2018-03-10 Thread Chris Barker
On Sat, Mar 10, 2018 at 1:27 PM, Matthew Rocklin  wrote:

> I'm very glad to see this discussion.
>

me too, but


> I think that coming up with a single definition of array-like may be
> difficult, and that we might end up wanting to embrace duck typing instead.
>

exactly -- I think there is a clear line between "uses the numpy memory
layout" and the Python API. But the python API is pretty darn big, and many
"array_ish" classes implement only partvof it, and may even implement some
parts a bit differently. So really hard to have "one" definition, except
"Python API exactly like a ndarray" -- and I'm wondering how useful that is.

It seems to me that different array-like classes will implement different
> mixtures of features.  It may be difficult to pin down a single definition
> that includes anything except for the most basic attributes (shape and
> dtype?).
>

or a minimum set -- but again, how useful??

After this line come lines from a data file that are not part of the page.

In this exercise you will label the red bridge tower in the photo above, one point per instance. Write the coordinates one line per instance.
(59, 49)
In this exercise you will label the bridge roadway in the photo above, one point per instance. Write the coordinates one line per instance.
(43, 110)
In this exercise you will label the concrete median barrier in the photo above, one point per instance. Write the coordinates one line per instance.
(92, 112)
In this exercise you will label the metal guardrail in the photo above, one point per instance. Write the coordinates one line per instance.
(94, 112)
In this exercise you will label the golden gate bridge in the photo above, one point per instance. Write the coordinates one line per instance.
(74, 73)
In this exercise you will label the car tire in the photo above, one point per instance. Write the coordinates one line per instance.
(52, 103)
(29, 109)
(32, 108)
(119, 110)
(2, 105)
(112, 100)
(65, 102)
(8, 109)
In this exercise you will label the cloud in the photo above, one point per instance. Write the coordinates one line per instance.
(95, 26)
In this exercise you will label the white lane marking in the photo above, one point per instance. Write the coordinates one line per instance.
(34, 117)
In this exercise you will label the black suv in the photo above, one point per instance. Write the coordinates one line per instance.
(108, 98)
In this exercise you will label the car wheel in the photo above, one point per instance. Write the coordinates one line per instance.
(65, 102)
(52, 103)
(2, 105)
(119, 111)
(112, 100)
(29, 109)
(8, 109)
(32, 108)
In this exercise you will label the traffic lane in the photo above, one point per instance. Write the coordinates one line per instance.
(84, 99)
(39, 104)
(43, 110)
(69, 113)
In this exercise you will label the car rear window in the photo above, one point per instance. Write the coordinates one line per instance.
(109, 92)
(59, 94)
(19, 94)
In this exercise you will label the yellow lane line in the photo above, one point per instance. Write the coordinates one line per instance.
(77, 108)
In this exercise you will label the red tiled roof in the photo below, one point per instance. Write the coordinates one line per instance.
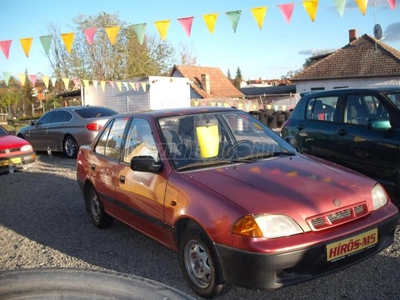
(220, 86)
(364, 57)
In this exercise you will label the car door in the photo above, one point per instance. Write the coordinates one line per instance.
(38, 133)
(141, 194)
(370, 151)
(315, 131)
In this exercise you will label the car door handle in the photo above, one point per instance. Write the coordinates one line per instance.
(341, 132)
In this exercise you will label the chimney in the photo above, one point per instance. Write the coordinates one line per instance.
(352, 35)
(205, 81)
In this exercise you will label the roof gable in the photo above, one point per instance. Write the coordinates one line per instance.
(364, 57)
(220, 86)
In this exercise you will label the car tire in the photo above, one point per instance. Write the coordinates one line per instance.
(70, 147)
(99, 217)
(200, 264)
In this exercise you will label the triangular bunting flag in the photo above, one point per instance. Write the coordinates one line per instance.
(112, 33)
(68, 39)
(89, 34)
(210, 20)
(22, 78)
(287, 11)
(7, 76)
(311, 8)
(66, 83)
(162, 28)
(140, 31)
(362, 5)
(32, 78)
(46, 81)
(259, 15)
(187, 24)
(46, 42)
(234, 17)
(26, 44)
(5, 47)
(340, 5)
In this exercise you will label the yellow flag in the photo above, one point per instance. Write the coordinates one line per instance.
(362, 5)
(311, 8)
(26, 45)
(259, 15)
(210, 20)
(68, 39)
(112, 33)
(162, 27)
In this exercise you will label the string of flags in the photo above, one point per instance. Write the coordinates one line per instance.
(210, 20)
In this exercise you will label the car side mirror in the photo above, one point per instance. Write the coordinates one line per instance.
(145, 163)
(379, 124)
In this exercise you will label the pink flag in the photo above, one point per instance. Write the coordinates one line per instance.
(287, 11)
(89, 33)
(5, 47)
(187, 24)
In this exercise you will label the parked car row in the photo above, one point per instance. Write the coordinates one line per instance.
(236, 202)
(357, 128)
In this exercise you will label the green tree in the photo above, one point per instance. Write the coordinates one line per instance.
(238, 78)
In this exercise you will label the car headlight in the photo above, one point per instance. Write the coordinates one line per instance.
(26, 148)
(379, 196)
(269, 226)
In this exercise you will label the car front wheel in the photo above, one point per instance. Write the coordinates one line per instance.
(200, 264)
(70, 147)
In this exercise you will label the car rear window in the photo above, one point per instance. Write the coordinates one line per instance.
(95, 112)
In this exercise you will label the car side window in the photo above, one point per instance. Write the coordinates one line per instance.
(110, 141)
(360, 108)
(140, 141)
(321, 108)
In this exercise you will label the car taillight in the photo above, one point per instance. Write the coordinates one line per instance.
(93, 126)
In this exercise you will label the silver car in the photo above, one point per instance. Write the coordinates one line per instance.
(66, 129)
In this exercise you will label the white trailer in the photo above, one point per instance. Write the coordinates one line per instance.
(147, 93)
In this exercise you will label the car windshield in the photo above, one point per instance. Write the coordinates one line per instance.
(95, 112)
(217, 138)
(395, 98)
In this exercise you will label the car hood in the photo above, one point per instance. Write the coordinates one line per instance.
(299, 186)
(11, 141)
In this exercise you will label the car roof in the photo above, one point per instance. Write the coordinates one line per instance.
(380, 89)
(178, 111)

> Storage objects like h5py (support getitem in a numpy-like way)
>

Exactly -- though I don't know about h5py, but netCDF4 variables supoprt a
useful subst of ndarray, but do "fancy indexing" differently -- so are they
ndarray_ish? -- sorry to coin yet another term :-)


> I can imagine authors of both groups saying that they should qualify as
> array-like because downstream projects that consume them should not convert
> them to numpy arrays in important contexts.
>

indeed. My solution so far is to define my own duck types "asarraylike"
that checks for the actual methods I need:

https://github.com/NOAA-ORR-ERD/gridded/blob/master/gridded/utilities.py

which has:

must_have = ['dtype', 'shape', 'ndim', '__len__', '__getitem__', '
__getattribute__']

def isarraylike(obj):
"""
tests if obj acts enough like an array to be used in gridded.
This should catch netCDF4 variables and numpy arrays, at least, etc.
Note: these won't check if the attributes required actually work right.
"""
for attr in must_have:
if not hasattr(obj, attr):
return False
return True
def asarraylike(obj):
"""
If it satisfies the requirements of pyugrid the object is returned as is.
If not, then numpy's array() will be called on it.
:param obj: The object to check if it's like an array
"""
return obj if isarraylike(obj) else np.array(obj)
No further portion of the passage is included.